Shiming Xiang received the B.S. degree in mathematics from Chongqing Normal University, Chongqing, China, in 1993, the M.S. degree from Chongqing University, Chongqing, China, in 1996, and the Ph.D. degree from the Institute of ComputingTechnology, Chinese Academy of Sciences, Beijing, China, in 2004. From 1996 to 2001, he was a Lecturer with the Huazhong University of Science and Technology, Wuhan, China. He was a Postdoctorate Candidate with the Department of Automation, Tsinghua University, Beijing, China, from 2004 to 2006. He is currently a Professor with the Institute of Automation, Chinese Academy of Sciences, Beijing, China. His interests include pattern recognition and machine learning.

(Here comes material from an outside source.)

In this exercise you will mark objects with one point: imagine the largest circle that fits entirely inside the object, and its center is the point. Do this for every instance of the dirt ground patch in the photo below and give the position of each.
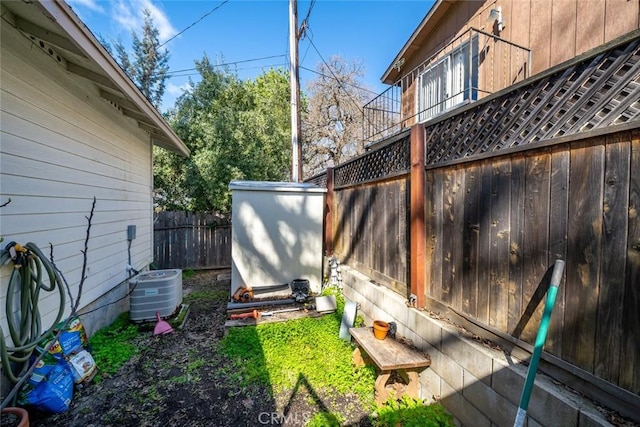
(153, 388)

Chunhong Pan received the B.S. degree in automatic control from Tsinghua University, China, in 1987, the M.S. degree from Shanghai Institute of Optics and Fine Mechanics, Chinese Academy of Sciences, China, in 1990, and the Ph.D. degree in pattern recognition and intelligent system from the Institute of Automation, Chinese Academy of Sciences, China, in 2000. He is currently a Professor at National Laboratory of Pattern Recognition of Institute of Automation, Chinese Academy of Sciences. His research interests include computer vision, image processing, computer graphics, and remote sensing.